Method | Training Setting | Image Num | Fβ↑ | MAE↓ |
Baseline | all initial labels | 10553 | 0.854 | 0.046 |
Initial SOD | reliable initial labels | 8452 | 0.869 | 0.040 |
Refined SOD | reliable initial label+reliable predicted label | 9847 | 0.875 | 0.038 |
Final SOD | reliable initial label +reliable predicted label +multiscale training | 9847 | 0.889 | 0.036 |
To generate initial reliable labels from SAM with box mode, we carry object completeness and object inversion check to select labels. For each image, its initial pseudo label with object completeness measure mIoU less than threshold thmIoU or object inversion measure Bnd larger than one threshold thBnd will be removed from the initial SOD model training. The label selection is one key step of our method. In order to analyze the parameter influence of the label selection, we use different threshold parameter settings to select reliable labels and train the initial SOD model, then evaluate the model performance. The experimental results are shown in Table 3. The parameter value × means the selection parameter is invalid and turns off the selection operation.

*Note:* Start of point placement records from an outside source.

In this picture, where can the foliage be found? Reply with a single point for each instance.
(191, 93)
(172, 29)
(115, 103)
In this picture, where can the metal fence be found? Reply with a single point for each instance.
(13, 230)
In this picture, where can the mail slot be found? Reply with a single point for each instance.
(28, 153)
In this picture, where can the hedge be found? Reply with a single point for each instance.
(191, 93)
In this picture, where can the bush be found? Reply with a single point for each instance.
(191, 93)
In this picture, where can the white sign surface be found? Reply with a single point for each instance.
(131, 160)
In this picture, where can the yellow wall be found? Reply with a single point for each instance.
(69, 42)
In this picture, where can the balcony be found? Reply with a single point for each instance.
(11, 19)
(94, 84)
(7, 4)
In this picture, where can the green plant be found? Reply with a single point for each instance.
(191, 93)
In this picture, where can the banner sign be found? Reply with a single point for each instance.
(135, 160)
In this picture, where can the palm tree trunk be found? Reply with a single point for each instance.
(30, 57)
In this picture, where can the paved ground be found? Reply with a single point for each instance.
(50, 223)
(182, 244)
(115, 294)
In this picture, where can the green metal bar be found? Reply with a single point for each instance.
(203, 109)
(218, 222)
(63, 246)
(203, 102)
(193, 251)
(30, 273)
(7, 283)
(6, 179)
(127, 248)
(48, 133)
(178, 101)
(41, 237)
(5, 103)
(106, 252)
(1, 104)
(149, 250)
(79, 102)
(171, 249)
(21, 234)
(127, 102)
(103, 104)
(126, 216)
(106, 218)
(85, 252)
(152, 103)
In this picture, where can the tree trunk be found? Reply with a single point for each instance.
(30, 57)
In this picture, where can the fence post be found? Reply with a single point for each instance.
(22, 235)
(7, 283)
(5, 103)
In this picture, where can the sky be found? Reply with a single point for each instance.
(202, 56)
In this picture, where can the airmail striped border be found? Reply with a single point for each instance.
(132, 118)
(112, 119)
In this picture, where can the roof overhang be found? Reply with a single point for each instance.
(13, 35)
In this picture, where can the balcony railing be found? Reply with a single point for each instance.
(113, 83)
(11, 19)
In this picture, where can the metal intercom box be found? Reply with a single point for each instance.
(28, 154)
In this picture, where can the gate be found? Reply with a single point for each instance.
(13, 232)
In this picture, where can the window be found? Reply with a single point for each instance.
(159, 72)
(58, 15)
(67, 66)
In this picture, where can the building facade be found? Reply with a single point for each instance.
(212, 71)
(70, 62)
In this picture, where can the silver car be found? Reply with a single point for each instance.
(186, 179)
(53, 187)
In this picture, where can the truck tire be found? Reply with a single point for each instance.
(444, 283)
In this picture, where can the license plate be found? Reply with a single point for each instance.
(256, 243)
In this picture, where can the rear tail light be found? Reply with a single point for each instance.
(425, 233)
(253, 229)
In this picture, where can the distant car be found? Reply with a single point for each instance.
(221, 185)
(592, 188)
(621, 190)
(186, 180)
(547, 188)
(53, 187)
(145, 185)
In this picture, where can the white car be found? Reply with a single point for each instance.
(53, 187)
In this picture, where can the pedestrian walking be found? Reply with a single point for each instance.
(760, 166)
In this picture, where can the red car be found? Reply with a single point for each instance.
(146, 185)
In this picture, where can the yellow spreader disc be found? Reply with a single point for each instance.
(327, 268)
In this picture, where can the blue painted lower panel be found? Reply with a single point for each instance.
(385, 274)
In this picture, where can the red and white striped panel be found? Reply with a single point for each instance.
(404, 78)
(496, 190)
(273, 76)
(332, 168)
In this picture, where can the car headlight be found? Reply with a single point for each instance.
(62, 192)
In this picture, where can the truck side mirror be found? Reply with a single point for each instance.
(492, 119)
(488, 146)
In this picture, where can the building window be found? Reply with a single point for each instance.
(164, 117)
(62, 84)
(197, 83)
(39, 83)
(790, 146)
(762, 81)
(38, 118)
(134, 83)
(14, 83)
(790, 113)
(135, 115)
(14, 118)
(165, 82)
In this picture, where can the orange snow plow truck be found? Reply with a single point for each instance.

thBnd | thmIoU | Initialed SOD | ||
Image Num | Fβ↑ | MAE ↓ | ||
× | × | 10553 | 0.854 | 0.046 |
0.90 | 0.30 | 10328 | 0.858 | 0.045 |
0.60 | 0.60 | 9803 | 0.865 | 0.043 |
0.50 | 0.70 | 9555 | 0.863 | 0.043 |
0.30 | 0.90 | 8452 | 0.869 | 0.040 |
0.15 | 0.95 | 6848 | 0.861 | 0.042 |
We first turn off the two label selection operations as baseline, which is shown in the top row of Table 3. We set object inversion parameter thBnd with 0.9, 0.6, 0.5, 0.3, and 0.15 and set object completeness parameter thmIoU with 0.3, 0.6, 0.7, 0.9, and 0.95. The smaller parameter thBnd and the larger parameter thmIoU means more strict label selection condition, which can generate more reliable pseudo labels and achieve performance improvement. On the other hand, the excessively strict label selection condition also decreases the number and diversity of training data, which leads to performance drop. The parameter thBnd with 0.3 and the parameter thmIoU with 0.9 shows the best performance, which is selected as the best parameter.
We also explored the effect of only using object inversion parameter thBnd or object completeness parameter thmIoU, which is shown in Tables 4 and 5, respectively. Parameters of thBnd and thmIoU settings remain the same as in Table 3. The experimental results conclusion is similar to Table 3. The smaller parameter thBnd and the larger parameter thmIoU means more strict label selection condition, which can generate more reliable pseudo labels and achieve performance improvement. On the other hand, the excessively strict label selection condition also decreases the number and diversity of training data, which leads to a performance drop. When only using object inversion parameter thBnd to select reliable labels, thBnd with 0.30 still shows the best performance in Table 4, but demonstrates a slightly worse performance than the performance in Table 3 when thBnd with 0.30 and thmIoU with 0.90. This phenomenon proves that object inversion check and object completeness check are complementation operations to select reliable labels. One similar conclusion is also presented in Table 5.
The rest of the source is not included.